TT speed


When I use a protractor to align the stylus I do the alignment at the inside, and then rotate the platter maybe 20 degree when I move the arm to the outside of the LP, or protractor.

On a linear tracking “arm” it would not need to rotate at all.

At 33-1/3, then 15 minutes would be about 500 rotations. And that 20 degrees would be a delay of 18th of a rotation.

So a 1 kHz tone would be about 0.11 Hz below 1000.
It is not much, but seems kind of interesting... maybe?

128x128holmz

You are connecting two parameters that are not related. The stylus tip does not need to know where it is on the surface of the LP in order to reproduce the frequency accurately. It’s essentially a point in space.

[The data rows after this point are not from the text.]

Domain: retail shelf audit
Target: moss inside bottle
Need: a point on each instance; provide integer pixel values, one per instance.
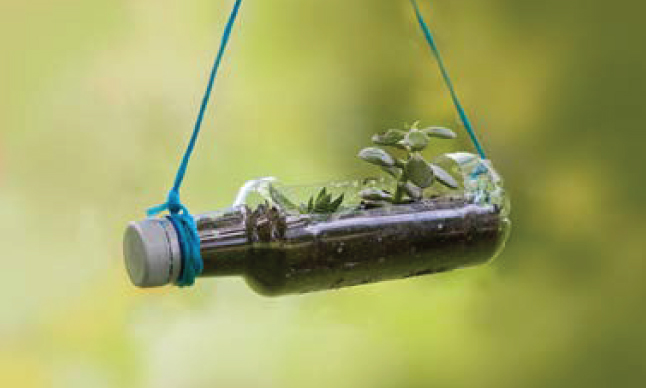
(299, 239)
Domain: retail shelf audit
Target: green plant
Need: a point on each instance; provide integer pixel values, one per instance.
(322, 204)
(413, 172)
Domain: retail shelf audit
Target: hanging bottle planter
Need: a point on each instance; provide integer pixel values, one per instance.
(415, 218)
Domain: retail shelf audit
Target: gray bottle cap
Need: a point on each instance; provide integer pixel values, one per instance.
(152, 253)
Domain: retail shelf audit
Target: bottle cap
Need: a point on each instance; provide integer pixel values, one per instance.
(152, 253)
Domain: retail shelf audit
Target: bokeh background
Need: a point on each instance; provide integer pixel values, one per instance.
(98, 100)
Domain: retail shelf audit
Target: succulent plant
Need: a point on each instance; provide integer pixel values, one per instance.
(413, 173)
(322, 203)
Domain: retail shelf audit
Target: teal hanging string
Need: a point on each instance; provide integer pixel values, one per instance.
(447, 79)
(180, 217)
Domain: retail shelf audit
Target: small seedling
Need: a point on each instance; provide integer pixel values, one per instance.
(413, 173)
(322, 204)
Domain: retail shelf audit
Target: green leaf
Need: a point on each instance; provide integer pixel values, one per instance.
(439, 132)
(389, 138)
(444, 177)
(377, 156)
(375, 195)
(419, 172)
(392, 171)
(414, 192)
(415, 140)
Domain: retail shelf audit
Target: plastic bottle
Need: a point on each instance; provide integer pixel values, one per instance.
(267, 238)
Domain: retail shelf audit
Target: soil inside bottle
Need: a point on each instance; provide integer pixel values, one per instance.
(286, 253)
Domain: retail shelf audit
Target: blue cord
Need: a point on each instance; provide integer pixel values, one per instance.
(180, 217)
(447, 79)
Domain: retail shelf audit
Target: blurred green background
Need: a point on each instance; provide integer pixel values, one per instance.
(98, 101)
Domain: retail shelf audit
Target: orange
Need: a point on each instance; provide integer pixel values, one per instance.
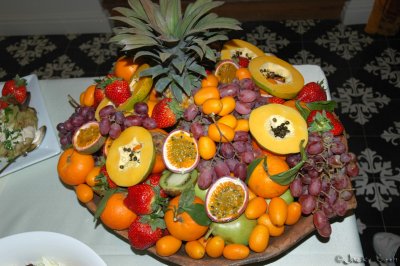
(168, 245)
(159, 164)
(262, 184)
(236, 251)
(195, 249)
(277, 211)
(181, 225)
(273, 229)
(211, 106)
(215, 247)
(256, 207)
(207, 148)
(73, 167)
(116, 215)
(91, 177)
(210, 81)
(84, 193)
(229, 120)
(125, 67)
(243, 73)
(294, 213)
(228, 105)
(259, 238)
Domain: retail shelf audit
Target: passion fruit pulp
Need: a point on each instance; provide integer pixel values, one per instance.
(180, 152)
(226, 199)
(87, 139)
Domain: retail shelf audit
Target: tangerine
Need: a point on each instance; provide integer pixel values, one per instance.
(260, 181)
(125, 67)
(116, 215)
(181, 225)
(84, 193)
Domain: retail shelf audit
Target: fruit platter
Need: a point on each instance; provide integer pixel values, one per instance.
(201, 149)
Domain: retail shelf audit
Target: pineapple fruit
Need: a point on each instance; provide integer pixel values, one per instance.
(177, 45)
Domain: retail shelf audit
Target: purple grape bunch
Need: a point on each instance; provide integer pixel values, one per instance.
(232, 157)
(113, 122)
(323, 184)
(67, 129)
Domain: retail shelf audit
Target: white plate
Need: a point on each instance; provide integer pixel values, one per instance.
(50, 146)
(31, 247)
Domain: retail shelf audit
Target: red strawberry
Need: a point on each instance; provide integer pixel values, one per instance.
(275, 99)
(167, 112)
(116, 89)
(243, 61)
(98, 96)
(144, 199)
(312, 92)
(154, 181)
(322, 121)
(15, 88)
(144, 232)
(3, 104)
(20, 94)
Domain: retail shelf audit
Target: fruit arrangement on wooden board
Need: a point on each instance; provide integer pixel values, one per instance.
(199, 155)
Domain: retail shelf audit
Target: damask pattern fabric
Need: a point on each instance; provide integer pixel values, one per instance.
(363, 72)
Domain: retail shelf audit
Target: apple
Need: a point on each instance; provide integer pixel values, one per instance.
(237, 231)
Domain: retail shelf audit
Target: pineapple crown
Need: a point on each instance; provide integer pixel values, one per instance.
(176, 44)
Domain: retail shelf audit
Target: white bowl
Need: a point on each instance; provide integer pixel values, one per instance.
(31, 247)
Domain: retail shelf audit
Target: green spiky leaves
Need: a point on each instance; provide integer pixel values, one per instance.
(175, 43)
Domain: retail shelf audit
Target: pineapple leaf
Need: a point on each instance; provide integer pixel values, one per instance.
(137, 7)
(177, 92)
(187, 84)
(197, 49)
(171, 10)
(155, 71)
(134, 22)
(144, 53)
(162, 84)
(164, 56)
(179, 65)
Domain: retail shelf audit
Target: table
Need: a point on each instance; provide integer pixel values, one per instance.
(34, 199)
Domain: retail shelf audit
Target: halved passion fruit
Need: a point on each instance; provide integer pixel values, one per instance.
(180, 152)
(87, 139)
(226, 199)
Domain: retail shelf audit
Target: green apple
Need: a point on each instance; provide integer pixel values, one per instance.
(237, 231)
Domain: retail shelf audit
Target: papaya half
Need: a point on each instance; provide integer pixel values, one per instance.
(276, 76)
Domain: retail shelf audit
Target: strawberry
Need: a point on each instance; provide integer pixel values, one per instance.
(312, 92)
(116, 89)
(154, 181)
(243, 61)
(322, 121)
(98, 96)
(145, 231)
(275, 99)
(20, 94)
(3, 104)
(167, 112)
(144, 199)
(15, 88)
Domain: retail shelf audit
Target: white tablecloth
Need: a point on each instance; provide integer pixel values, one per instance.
(34, 199)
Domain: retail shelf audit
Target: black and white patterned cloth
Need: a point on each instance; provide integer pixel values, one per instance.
(363, 72)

For any pivoted tonearm, the stylus will describe an arc starting at the outermost grooves and swerving inward to the right of the spindle as it heads toward the lead-out grooves.  When you use a typical 2-point protractor, like the Feickert, you can see this effect, because the protractor is helping you to locate the stylus and cantilever at each of the two null points defined by any of the 3 standard alignment algorithms.  By definition, the stylus tip and cantilever should be parallel to the groove or perpendicular to the center of the spindle, at a null point.  You have to rotate the protractor to set each of the two null points because the tonearm pivot defines one and only one arc upon which the null points have to be set.  Please try to visualize that if my words are insufficient.  Alignment can affect distortion characteristics, but it does NOT affect fundamental frequency.  Because no matter where you are on the arc, the cartridge is reproducing what is encoded in the grooves at that point.  When a test LP with a 1000Hz tone is created, it is done with a lathe that ideally automatically compensates for the changes in groove length (a spiral with an ever diminishing radius, heading toward the lead-out grooves).  Your rotating the protractor is just to locate each of the two null points, has nothing at all to do with speed accuracy.  So long as the platter maintains constant speed, 1000Hz is 1000Hz everywhere on the LP surface.

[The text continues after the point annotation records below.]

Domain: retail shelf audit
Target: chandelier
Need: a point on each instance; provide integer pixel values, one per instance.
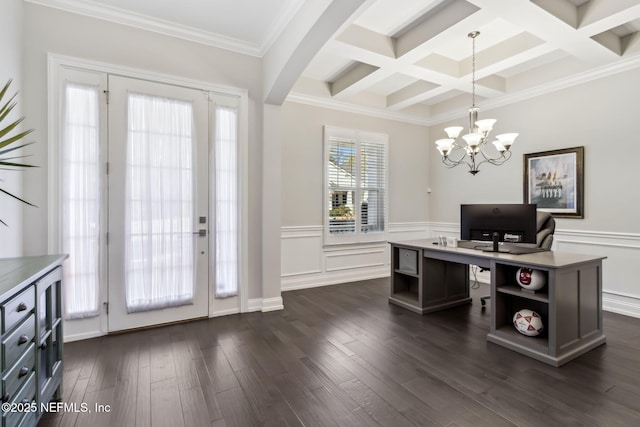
(472, 150)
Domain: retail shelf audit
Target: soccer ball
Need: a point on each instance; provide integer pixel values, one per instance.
(530, 279)
(528, 322)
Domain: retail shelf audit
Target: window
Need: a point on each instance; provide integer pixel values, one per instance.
(80, 225)
(226, 199)
(356, 183)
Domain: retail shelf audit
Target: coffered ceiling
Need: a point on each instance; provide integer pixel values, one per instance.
(411, 59)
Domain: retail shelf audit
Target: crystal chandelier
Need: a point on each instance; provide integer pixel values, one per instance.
(471, 151)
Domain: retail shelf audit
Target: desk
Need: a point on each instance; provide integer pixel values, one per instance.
(427, 278)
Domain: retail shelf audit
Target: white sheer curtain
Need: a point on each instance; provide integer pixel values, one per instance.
(80, 231)
(226, 201)
(159, 244)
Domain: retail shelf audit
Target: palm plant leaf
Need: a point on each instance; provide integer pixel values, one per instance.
(11, 162)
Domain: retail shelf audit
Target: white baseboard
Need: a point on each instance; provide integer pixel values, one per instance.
(333, 278)
(621, 304)
(265, 304)
(83, 336)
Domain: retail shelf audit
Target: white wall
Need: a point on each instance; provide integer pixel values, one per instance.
(601, 116)
(305, 260)
(11, 68)
(50, 30)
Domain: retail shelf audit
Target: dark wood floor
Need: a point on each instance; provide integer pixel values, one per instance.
(342, 356)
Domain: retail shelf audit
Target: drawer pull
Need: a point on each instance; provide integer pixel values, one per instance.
(23, 371)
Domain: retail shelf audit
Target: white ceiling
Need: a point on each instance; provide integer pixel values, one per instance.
(411, 59)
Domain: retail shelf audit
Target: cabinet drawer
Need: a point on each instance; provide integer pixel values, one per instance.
(408, 260)
(19, 374)
(26, 395)
(18, 308)
(18, 342)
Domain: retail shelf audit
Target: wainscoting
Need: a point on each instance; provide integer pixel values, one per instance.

I think that what he is saying is that the stylus tracks an arc across the record, which means it is at some point slowly moving forward (retarding, in terms of time), then at the top of the arc, it starts to retreat (speeding up).  Both the slowing of time and the speeding up covers the entire side of the record and covers such a small number of degrees of arc (hence small fraction of one cycle of the record) that it has nothing to do with what can be perceived in terms of pitch change or timing.

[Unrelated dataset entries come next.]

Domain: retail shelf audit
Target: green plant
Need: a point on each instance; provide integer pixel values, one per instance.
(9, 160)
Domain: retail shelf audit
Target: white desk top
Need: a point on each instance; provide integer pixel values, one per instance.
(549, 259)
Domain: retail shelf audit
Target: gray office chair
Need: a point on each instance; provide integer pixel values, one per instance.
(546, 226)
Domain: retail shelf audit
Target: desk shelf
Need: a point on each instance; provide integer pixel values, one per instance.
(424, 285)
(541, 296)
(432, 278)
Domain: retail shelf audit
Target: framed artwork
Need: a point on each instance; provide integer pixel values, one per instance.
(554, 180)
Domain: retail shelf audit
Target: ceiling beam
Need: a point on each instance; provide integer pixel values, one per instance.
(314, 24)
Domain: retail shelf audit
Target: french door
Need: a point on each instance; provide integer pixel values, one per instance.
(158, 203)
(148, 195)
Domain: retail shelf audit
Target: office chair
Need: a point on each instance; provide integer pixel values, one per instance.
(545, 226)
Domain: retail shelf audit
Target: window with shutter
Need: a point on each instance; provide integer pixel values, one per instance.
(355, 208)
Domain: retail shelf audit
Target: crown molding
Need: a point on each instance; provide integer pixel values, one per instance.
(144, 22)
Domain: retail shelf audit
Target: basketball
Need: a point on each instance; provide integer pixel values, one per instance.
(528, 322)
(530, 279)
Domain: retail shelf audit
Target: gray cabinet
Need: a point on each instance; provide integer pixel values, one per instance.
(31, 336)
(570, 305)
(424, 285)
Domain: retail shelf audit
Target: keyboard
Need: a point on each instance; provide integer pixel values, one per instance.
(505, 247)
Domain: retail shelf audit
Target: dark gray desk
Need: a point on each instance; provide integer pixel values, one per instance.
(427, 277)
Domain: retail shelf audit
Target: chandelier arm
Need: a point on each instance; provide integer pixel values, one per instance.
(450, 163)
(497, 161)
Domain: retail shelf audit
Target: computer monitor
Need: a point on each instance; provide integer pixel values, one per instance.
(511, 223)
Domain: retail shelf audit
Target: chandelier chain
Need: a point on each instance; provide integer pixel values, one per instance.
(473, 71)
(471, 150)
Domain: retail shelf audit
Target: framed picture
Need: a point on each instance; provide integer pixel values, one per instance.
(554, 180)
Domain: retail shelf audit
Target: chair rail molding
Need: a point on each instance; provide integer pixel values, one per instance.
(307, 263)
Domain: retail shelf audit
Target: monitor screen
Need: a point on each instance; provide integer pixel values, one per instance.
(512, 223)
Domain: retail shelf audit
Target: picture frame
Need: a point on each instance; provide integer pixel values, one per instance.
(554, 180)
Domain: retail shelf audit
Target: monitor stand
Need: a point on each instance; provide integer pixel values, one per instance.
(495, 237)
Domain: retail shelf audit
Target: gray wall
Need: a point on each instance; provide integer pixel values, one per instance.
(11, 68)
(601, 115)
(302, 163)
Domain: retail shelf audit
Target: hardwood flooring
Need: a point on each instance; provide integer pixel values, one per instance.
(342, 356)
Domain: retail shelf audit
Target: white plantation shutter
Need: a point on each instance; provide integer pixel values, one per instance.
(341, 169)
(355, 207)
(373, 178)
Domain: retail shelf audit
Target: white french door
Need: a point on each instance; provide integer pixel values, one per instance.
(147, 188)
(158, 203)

Larry, You wrote, ...."at some point slowly moving forward (retarding, in terms of time), then at the top of the arc, it starts to retreat (speeding up)"  I think you would agree that although the velocity of the stylus tip does decrease as it moves from the outer grooves toward the inner grooves, just because path length is getting progressively shorter per revolution of the platter, this has zero effect on pitch, assuming a perfectly created test LP and a turntable with perfectly constant speed.

I suppose that since the speed variation from the stylus movement angle is lower than most W&F specs it is not really a concern.

 

I think that what he is saying is that the stylus tracks an arc across the record, which means it is at some point slowly moving forward (retarding, in terms of time), then at the top of the arc, it starts to retreat (speeding up).  Both the slowing of time and the speeding up covers the entire side of the record and covers such a small number of degrees of arc (hence small fraction of one cycle of the record) that it has nothing to do with what can be perceived in terms of pitch change or timing.

^Well put^ sir, that is exactly what I was trying to say.

 

  I think you would agree that although the velocity of the stylus tip does decrease as it moves from the outer grooves toward the inner grooves, just because path length is getting progressively shorter per revolution of the platter, this has zero effect on pitch, assuming a perfectly created test LP and a turntable with perfectly constant speed.

The fact that the cartridge moves some number of degrees of platter rotation, effectively would be the same as running the platter bit faster or slower… assume that the patter was, say, perfect in its speed,

The fact that the platter speed variation is greater than this Mathematical tracing delta makes it somewhat a moot point.